Meanwhile, Steinhoff and Tarek stay behind in order to prevent Berus from coming after them. Professor Thon reaches the facility and demands an explanation from Eckert, who accidentally injures him with a pistol. The fleeing prisoners are ambushed by the guards and trapped. Bosch, who could not keep up with the others, loses his sanity and kills Eckert with a fire extinguisher. Dora then escapes the room she was locked up in, and steals Eckert's gun. She injures one of the guards while he is engaged in fighting Tarek and Steinhoff, leaving only Berus to fight them. Tarek incapacitates Berus, who is nearly choked to death by Steinhoff until Tarek convinces him not to kill Berus.

The film ends with a news break, confirming two deaths (Schütte and Eckert) and three severely injured (Thon, Berus, and Bosch). Both Berus and Thon will be put on trial, Berus for multiple homicides and torture with rape, and Thon for allowing an illegal and unethical experiment. In last scene Dora and Tarek are sitting together happily on a beach.

==Cast==
- Moritz Bleibtreu as Tarek Fahd - Prisoner No. 77
- Justus von Dohnányi as Berus - Strafvollzugsbeamter / Guard
- Christian Berkel as Steinhoff - Prisoner No. 38
- Oliver Stokowski as Schütte - Prisoner No. 82
- Andrea Sawatzki as Dr. Jutta Grimm - Scientist and Dr. Thon's girlfriend
- Wotan Wilke Möhring as Joe - Prisoner No. 69
- Stephan Szasz as Prisoner No. 53
- Polat Dal as Prisoner No. 40
- Danny Richter as Prisoner No. 21
- Ralf Müller as Prisoner No. 18
- Markus Rudolf	as Prisoner No. 74
- Peter Fieseler as Prisoner No. 11
- Thorsten J.H. Dersch as Prisoner No. 86
- Sven Grefer as Prisoner No. 94
- Nicki von Tempelhoff as Kamps - Guard
- Timo Dierkes as Eckert - Guard
- Antoine Monot, Jr. as Bosch - Guard
- Lars Gärtner as Renzel - Guard
- Jacek Klimontko as Gläser - Guard
- Markus Klauk as Stock - Guard
- Ralph Püttmann as Amandy - Guard
- Edgar Selge as Professor Dr. Klaus Thon - Wissenschaftler / Scientist / Leader of the experiment
- Philipp Hochmair as Lars - Scientist
- Klaus Spinnler as Assistant
- Tristan Vostry as Assistant
- Maren Eggert as Dora - Tarek's girlfriend
- André Jung as Ziegler - Media owner for whom Tarek secretly works
- Uwe Rohde as Hans - The Others
- Heiner Lauterbach	as Dennis - The Voices
- Fatih Akin as Taxi Driver - The Voices
- Christiane Gerboth as Newscaster - The Voices

==Production==
The film was inspired by the events of the Stanford prison experiment in the US. It is based on the novel Black Box by Mario Giordano.

==Release and reception==
Das Experiment premiered on 7 March 2001 in Berlin and was released with a theatrical release in Germany one day later.
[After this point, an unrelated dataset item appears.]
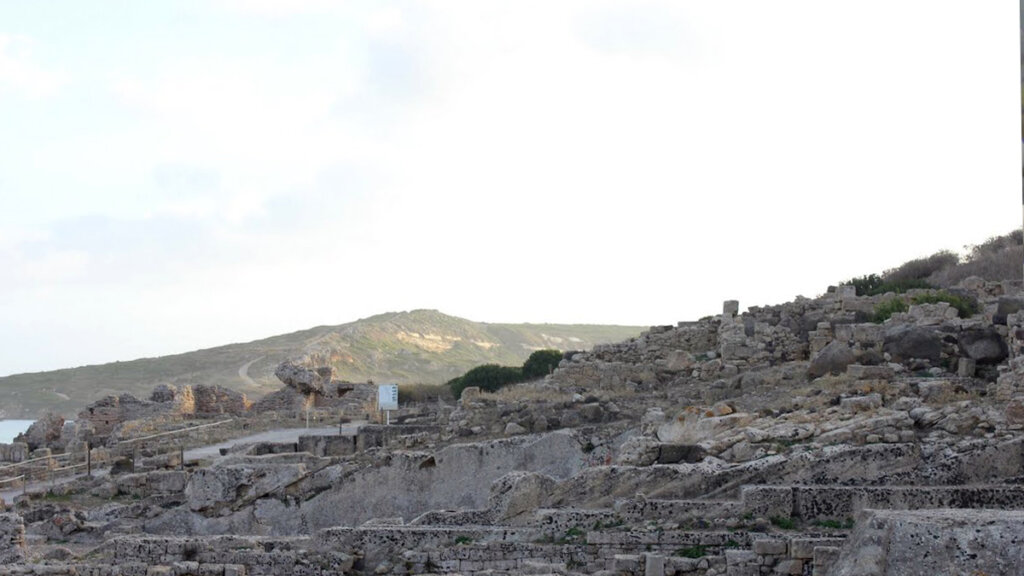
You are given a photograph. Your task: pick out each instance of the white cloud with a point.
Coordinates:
(20, 74)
In the UK it was released on 22 March 2002 as The Experiment and in the United States on 20 September 2002.

In a positive review, Roger Ebert stated that he was impressed by the film's effectiveness, even though he viewed its outcome as predetermined. According to Karen Durbin of the New York Times, the movie can be seen as an allegory for the rise of authoritarian governments such as the Nazi regime.

==Remake==

An American remake released in 2010 was directed by Paul Scheuring and stars Adrien Brody, Forest Whitaker, Maggie Grace, and Cam Gigandet. Filming began in Iowa in July 2009. When the film was still shooting, the North American distribution rights were acquired by Sony Pictures Worldwide Acquisitions Group, which released the film direct-to-video in the United States on 21 September 2010 through its Stage 6 Films label.